But last week, after giving a tour of the Man, which was docked near 51st Street on Miami Beach's Indian Creek, Tom Conboy shuffled his boat shoes and made a stunning admission. "This is actually the baby," said Conboy, the boat's curly-haired, sun-baked sales agent. "It is our least expensive boat. It's our starter boat."

Conboy's revelation raised a woefully underreported point.

While the petty bourgeois had thousands of options at the two large, recently concluded Miami boat shows, the super-duper, mind-blowingly wealthy guy looking for a decent $20-million to $30-million megayacht got totally screwed. Conboy's company, Holland-based yacht specialist Heesen, brought its runt. And another company — Vancouver's Christensen Shipyards — brought one stinkin' 157-foot, $25 million dinghy.

Sure, some older über-yachts were floating around the International Boat Show and the Yacht and Brokerage Show. But the superyacht big boys didn't show. Not a single cruiser more than 200 feet. Reason: Indian Creek, where the yacht show resides, is too shallow for them.

So the sad reality: The superyacht consumer may be forced to jet to Cannes or Monaco to shop for floating megafun.
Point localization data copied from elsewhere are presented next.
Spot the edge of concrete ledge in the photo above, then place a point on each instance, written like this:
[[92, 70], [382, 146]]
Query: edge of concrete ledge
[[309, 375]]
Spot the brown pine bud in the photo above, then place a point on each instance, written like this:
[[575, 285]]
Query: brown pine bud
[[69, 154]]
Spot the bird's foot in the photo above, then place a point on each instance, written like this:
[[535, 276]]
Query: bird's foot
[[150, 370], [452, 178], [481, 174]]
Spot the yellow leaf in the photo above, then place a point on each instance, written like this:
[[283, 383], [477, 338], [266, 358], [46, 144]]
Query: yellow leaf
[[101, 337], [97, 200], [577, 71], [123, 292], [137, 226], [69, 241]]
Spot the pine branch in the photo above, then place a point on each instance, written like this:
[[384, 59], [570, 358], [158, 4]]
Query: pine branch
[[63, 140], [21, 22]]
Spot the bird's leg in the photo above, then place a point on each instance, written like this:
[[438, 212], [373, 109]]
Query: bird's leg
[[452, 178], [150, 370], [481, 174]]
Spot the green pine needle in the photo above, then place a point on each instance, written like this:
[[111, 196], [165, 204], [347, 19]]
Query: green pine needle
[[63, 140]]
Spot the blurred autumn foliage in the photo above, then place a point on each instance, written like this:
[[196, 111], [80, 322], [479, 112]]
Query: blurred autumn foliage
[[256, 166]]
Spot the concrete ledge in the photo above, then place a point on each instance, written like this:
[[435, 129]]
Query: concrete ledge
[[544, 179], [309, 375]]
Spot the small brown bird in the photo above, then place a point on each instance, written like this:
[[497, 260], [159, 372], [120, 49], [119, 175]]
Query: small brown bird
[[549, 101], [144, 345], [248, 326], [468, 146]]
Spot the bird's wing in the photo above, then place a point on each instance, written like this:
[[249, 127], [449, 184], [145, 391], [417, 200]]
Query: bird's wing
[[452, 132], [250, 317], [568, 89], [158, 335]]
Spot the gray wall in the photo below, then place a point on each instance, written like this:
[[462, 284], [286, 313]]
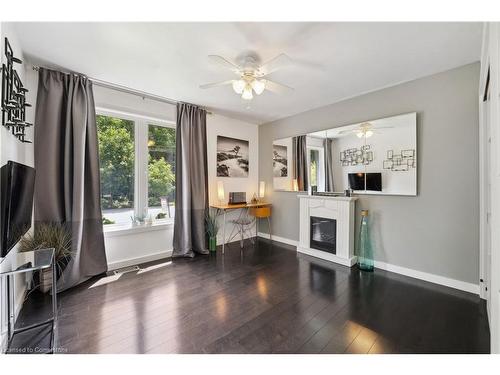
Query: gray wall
[[438, 230]]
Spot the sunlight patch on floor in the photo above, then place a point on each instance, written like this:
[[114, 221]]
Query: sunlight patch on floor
[[154, 267], [106, 280]]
Even more ominous for Miami is that the superyacht business is, Conboy said, booming. "I don't care what the liberal media say," he added. "The economy is doing great." And Conboy — who grew up in Greenwich, Connecticut, but now splits his time among Monaco, Fort Lauderdale, and Holland — talked excitedly about the future. "It's year one of the baby boomers," he said lustily. "Imagine the untold wealth." Back at the Heesen Shipyards in Holland, he says, they're already hammering out fourteen yachts — all worth more than fifteen million bucks.
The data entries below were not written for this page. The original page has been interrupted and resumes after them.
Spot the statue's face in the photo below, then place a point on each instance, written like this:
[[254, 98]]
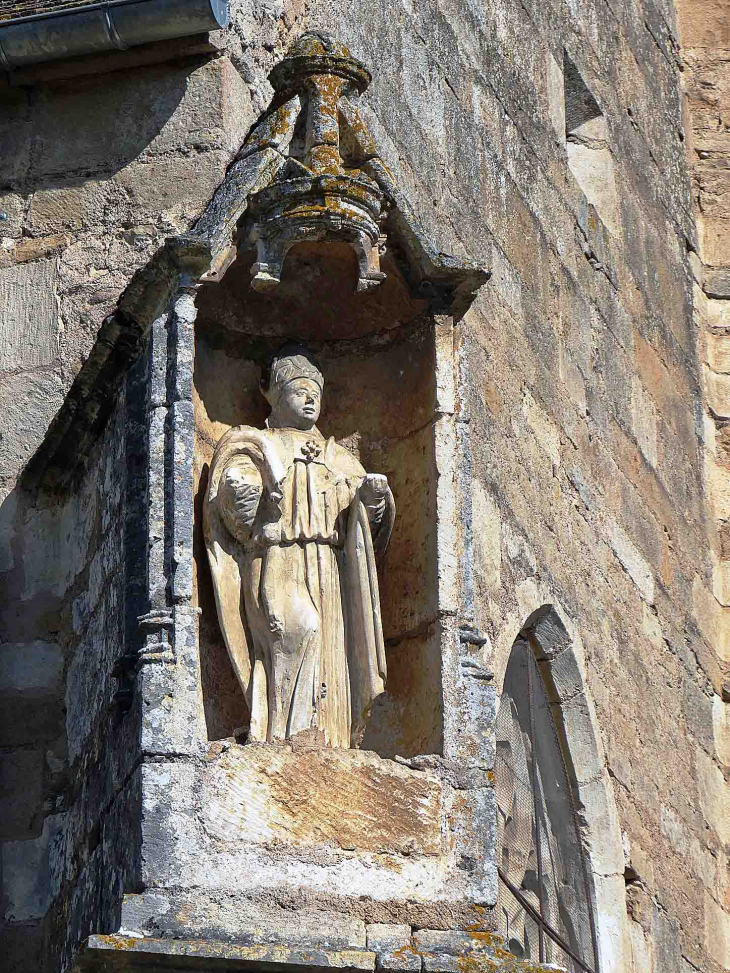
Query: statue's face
[[299, 404]]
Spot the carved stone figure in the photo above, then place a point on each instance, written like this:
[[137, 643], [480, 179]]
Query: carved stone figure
[[293, 525]]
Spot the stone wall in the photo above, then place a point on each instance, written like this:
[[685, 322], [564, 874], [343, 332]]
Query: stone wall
[[582, 481]]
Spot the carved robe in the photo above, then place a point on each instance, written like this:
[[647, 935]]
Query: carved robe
[[292, 552]]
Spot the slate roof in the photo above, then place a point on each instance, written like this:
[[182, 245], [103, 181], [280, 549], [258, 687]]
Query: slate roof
[[10, 9]]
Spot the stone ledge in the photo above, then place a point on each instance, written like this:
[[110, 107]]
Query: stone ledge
[[100, 954]]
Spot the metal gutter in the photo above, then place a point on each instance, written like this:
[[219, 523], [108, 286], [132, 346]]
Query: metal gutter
[[98, 27]]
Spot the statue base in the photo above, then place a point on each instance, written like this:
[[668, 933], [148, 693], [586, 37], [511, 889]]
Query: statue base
[[485, 954]]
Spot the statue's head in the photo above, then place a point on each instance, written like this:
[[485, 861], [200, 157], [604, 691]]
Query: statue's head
[[293, 388]]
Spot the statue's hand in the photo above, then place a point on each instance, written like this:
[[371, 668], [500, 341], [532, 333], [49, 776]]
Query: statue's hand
[[373, 487]]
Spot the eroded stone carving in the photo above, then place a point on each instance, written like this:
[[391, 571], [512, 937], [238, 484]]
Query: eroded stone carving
[[293, 525]]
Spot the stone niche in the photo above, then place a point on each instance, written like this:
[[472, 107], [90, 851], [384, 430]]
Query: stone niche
[[377, 353], [282, 855]]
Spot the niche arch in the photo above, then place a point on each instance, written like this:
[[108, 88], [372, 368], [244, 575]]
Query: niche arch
[[559, 656]]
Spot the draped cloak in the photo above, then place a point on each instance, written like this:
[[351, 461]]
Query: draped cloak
[[292, 549]]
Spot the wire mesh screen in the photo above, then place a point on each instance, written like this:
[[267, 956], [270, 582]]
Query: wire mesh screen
[[543, 905]]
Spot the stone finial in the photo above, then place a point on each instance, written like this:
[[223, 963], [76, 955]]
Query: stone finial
[[316, 196]]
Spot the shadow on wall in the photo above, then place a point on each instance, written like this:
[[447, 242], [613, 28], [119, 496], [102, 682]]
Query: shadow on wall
[[66, 133]]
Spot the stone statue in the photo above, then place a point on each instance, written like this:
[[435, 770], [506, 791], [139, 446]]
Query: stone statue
[[293, 525]]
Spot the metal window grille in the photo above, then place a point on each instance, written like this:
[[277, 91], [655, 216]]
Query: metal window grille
[[544, 902]]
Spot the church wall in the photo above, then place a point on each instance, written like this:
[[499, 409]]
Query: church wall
[[580, 385], [578, 395]]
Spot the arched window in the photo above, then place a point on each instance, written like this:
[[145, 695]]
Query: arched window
[[544, 902]]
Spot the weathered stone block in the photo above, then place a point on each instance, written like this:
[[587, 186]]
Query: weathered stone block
[[127, 953], [348, 799], [21, 787], [452, 942], [382, 937], [402, 959], [442, 963], [29, 336], [195, 915], [717, 284]]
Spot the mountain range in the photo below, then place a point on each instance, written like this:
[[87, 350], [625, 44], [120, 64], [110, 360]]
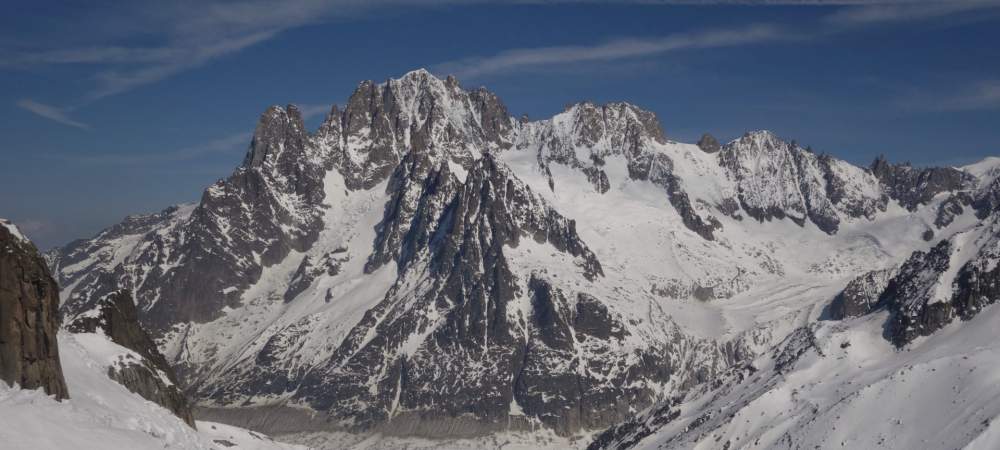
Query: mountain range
[[426, 265]]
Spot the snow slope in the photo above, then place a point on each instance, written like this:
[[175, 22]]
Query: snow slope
[[100, 413], [426, 264]]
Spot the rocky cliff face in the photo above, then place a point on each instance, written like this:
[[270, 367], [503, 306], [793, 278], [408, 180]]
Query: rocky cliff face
[[778, 179], [29, 317], [425, 264], [147, 373]]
Also, as the rich get richer, they want larger yachts, creating the equivalent of a yachts arms race. "They're now called ögigayachts,' said Mary Sudasassi, a long-time spokesperson for the yacht show. First leisure yachts began breaking the 300-foot barrier in 2000. Then Paul Allen, of Microsoft and Seahawks fame, upped the ante two years ago with the 414-foot Octopus (which cost more than $200 million).
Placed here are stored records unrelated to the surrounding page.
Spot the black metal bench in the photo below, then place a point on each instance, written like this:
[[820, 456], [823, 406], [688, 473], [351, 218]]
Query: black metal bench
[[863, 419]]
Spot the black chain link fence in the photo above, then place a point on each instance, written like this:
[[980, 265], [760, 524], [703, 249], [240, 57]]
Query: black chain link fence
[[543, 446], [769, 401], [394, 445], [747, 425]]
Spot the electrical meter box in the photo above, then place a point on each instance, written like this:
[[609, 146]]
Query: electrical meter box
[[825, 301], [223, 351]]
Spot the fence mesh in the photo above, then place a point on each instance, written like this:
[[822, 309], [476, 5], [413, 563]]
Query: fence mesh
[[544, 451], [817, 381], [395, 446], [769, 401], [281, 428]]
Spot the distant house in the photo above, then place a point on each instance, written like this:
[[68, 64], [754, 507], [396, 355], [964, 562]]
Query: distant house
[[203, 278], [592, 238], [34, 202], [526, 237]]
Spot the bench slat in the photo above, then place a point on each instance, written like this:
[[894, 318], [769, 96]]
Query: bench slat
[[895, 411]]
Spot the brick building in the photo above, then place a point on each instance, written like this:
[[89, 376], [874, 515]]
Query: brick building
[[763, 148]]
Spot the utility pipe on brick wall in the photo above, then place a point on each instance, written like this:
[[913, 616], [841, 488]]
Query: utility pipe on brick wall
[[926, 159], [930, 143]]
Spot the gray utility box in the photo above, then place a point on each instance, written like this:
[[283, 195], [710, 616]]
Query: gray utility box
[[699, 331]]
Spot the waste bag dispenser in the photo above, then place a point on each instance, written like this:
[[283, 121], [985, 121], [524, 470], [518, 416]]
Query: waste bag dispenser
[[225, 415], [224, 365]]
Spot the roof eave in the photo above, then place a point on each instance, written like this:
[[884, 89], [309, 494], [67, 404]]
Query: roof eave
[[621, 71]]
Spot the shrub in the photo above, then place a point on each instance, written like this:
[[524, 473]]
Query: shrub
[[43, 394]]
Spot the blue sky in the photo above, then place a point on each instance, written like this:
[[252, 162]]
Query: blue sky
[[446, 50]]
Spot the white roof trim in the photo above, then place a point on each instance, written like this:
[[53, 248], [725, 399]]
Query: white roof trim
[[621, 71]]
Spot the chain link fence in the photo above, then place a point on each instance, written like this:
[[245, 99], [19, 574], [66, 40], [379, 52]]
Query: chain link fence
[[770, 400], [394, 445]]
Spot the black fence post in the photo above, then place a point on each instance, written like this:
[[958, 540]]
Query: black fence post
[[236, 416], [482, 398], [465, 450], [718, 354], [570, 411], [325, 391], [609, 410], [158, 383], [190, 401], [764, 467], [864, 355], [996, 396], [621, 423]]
Now there's Platinum, a 524-footer (price: circa $300 million). And there are even rumors of larger yachts. (I asked Sudasassi if she thinks the 1000-foot barrier could fall, adding that this is almost as big as the Sears Tower: "Yes ... in our lifetime.")

Alas for South Florida, even the Fort Lauderdale International Boat Show, the world's largest, which is held annually in October, can't fit some of the new gigayachts.

But don't worry about the poor guy who bought the measly 123-foot Man of Steel, which was shown as a demo in Miami. Conboy wouldn't give his name — but he did say the client is still young, just 37 years old; has steel-industry family money (hence the steely name); and is already planning a bigger yacht with Heesen. "Maybe this could be his second yacht," Conboy said, smiling.